I'm thinking I might be getting the flu. Its not that I want to get it but I have this achy feeling. And that doesn't bode well. I got rather emotional earlier when I was watching "Friends". It was the one a couple seasons ago when Joey told Rachel that he was in love with her. I burst into tears for several reasons. The thought I might never hear a guy say that to me is one. Ok, the major one. It makes me sad and lonely to think that. Plus, not feeling well makes me feel even more alone. I want someone to take care of me. I can really understand why some people just marry for companionship. I don't think I could ever do that. But I understand it. I just wanted to have someone tuck an afghan around me and make me some dinner and cuddle down beside me to watch tv.
I don't mean to be so maudlin. Really I don't. I'm feeling a bit better now.
Missy called me yesterday and left a message asking if she could leave a few boxes of magazines at my house for a few weeks. Yesterday I was feeling rather anti-social and really didn't feel like seeing anyone at all. (Ok its no wonder I'm alone) But all is good now. She came by for a few minutes earlier this evening and we put about 4 boxes in the spare room. She's going to have a procedure done next week for her fibroids and she'll be out of commission for a week or two. After that I'm going to help her go through them and help her set up an eBay account.
Also yesterday Michael called me and left me a message (I had the phone on silent) saying he and Paco were going to the Mint Museum. The museum was having a showing of great masterpieces (Monet, Degas) and they were going to see it last nite. Tues. nite is free at the museum. I left him a message saying I wasn't feeling that great but if I felt better I would meet them there. Of course I didn't. Lazy ass. What the fuck is wrong with me? I know I was (am) on the rag but for crying out loud. Take a shower and go be with your old friend whom you never spend time with. For Christ's sake he called me and wanted to go somewhere. That doesn't happen too often. I'm such a putz. The next Tuesday I can go I'm going to call him and make him go again. I really love spending time with Michael. He's one of my oldest friends and this is our favorite time of year too. I have to be with him in the Fall/Winter. Do you have friends like that? Seasonal ones. Its weird I know.
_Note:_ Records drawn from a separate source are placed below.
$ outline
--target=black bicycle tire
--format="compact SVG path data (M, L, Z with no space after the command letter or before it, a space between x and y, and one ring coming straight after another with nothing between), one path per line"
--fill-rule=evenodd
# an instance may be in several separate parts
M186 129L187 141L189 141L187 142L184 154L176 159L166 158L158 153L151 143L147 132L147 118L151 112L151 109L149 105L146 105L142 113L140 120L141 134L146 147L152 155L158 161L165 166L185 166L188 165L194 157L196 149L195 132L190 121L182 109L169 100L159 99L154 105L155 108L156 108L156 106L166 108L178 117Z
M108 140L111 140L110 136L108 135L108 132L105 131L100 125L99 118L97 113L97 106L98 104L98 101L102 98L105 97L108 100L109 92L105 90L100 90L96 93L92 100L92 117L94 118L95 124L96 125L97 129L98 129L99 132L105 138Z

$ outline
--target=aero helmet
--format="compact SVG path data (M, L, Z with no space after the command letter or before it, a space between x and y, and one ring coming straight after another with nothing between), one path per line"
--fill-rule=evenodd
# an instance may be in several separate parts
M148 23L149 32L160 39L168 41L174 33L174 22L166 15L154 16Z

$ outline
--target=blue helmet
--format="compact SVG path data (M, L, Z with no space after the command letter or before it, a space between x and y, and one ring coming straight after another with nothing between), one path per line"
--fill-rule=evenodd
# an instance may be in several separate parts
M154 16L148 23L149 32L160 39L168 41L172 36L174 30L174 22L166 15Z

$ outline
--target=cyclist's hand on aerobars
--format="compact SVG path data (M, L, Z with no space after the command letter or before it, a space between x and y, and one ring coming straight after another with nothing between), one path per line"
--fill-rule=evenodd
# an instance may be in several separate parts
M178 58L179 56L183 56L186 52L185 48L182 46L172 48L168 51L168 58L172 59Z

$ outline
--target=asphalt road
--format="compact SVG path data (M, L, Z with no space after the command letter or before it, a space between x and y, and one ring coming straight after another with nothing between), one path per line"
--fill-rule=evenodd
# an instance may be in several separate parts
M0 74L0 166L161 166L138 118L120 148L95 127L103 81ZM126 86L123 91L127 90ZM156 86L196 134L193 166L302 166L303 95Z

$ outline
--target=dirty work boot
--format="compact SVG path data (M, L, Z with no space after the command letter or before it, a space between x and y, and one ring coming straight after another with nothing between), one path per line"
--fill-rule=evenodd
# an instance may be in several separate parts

Damn, Roger Clemens just pitched his last game. All the players and fans applauded him as he left the field and this is in Miami. Cool.
I'm so digging the new Twilight Singers. You must go buy it. You must go buy it. You must go buy it.
There. I'm done hypnotizing you. Off with ye.
Wait wait..come back. I forgot to write about the weird dream I had yesterday. This was definitely one of the strangest ones yet. And I have some far out dreams, people. Well, first I woke up and threw my pillow down to the floor cause I thought I saw a spider on it. But then I realized it was part of another dream. That was a bad way to wake up, let me tell ya. Ok, the real dream. I dreamed that I had lost my memory. I'm in this house trying to recover my memories. There's gray tabby cat there and I realize this is where I live now and I don't understand how the cat is ok if I haven't been around to feed it. Then I know that someone else lives here. With me. I've recovered my past but not my immediate past. Someone comes into the house and this is the strange part. Its my dance teacher from college days. She's dressed up with a blonde wig and crinoline skirts. I know I'm not a lesbian but in my dream I know that I've been living with her. But then she takes off the wig and I realize its a man. I can't see who it is though in my dream. I'm crying that I can't stay here. That I have all these memories (showing him/her these pictures of my family) and that I have to be near my family. I can't be this far away from them. I scream that she/he knew who I really was but never helped me! I storm out of the house and am trying to get down the driveway past this woman who is yelling at me and grabbing my arm. Its the mother of the person I was living with. She's screaming that I'm messing up her son's life by leaving like this. I know that if I get across the street to this other house I'll leave these people behind. Finally at the end of my dream I reach the doorway of the house. Then I woke up. Freaky,huh.